No obstante agradece su buena intención. Es la primera bienvenida sincera que
recibe desde que se incorporó a su nuevo puesto.
―Sí, así es. Y tengo el placer de hablar con…
―Charles. Charles Winslow. Según tengo entendido lleva casi
una semana en el hospital, y yo aún no me había presentado. Resulta
imperdonable por mi parte. Mi madre tiene razón cuando dice que mis modales son
terribles. No me extraña que procure mandarme lejos cada vez que reúne a sus
amigas. He pensado que quizá le gustaría tomar un té conmigo. Así podría
subsanar mi falta. Aunque si está demasiado ocupada…
―No tanto como para rechazar una invitación que venga de usted
―responde desenvuelta mientras dispensa una última caricia a la criatura.
―Jamás había visto tan calmados a casos extremos de porfiria
como éste. Asombroso. ¿Qué les da?
―Comprensión. Es terrible sentirse un monstruo.
―Creo que entiendo lo que quiere decir. Hace unas semanas
le pedía al doctor Frederick Trevis que me dejase hablar con el señor Merrick.
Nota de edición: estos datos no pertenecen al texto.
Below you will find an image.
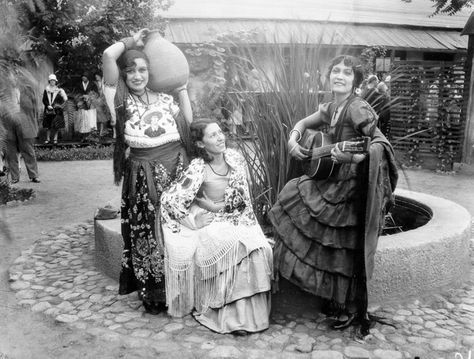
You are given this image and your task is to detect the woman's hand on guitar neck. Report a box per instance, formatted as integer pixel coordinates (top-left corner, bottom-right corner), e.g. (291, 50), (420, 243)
(331, 146), (352, 163)
(288, 139), (309, 160)
(331, 146), (365, 163)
Es una persona bastante tímida y, debido a las terribles tribulaciones que ha
sufrido a lo largo de su vida, suele sentirse incómodo con los extraños. En
modo alguno habría deseado importunarle; el pobre hombre ya tiene suficientes
padecimientos sin necesidad de que a estos se añadan incómodas visitas. Sin
embargo nutría una gran curiosidad que iba mucho más allá de lo meramente
médico. De hecho, si le soy sincero, no le examiné en absoluto. No quería
conocer al paciente sino al ser humano. Confirmé con alborozo cuanto había oído
contar al doctor Trevis: es una persona de maneras exquisitas y sensibilidad
envidiable. Una verdadera pena. Un ángel obligado a vivir en la piel de un
demonio.
―En efecto es trágico. No obstante sospecho que él recibe
más compasión de cuanta se reserva para los demonios obligados a vivir bajo
aspecto angelical.
―¿Por qué habríamos de nutrir piedad por el mal
disfrazado de belleza?
―Nadie puede evitar ser lo que es. Hasta el mal, le guste
o no, debe obediencia a su propia naturaleza ―Acompaña su respuesta con un
gracioso mohín.
―¿Un poco más de té?
―Sí, por favor.
―Libia, si no me equivoco, es un nombre griego.
―Efectivamente.
―¿Es usted griega?
―Más o menos ―Su sonrisa se empaña por un momento―.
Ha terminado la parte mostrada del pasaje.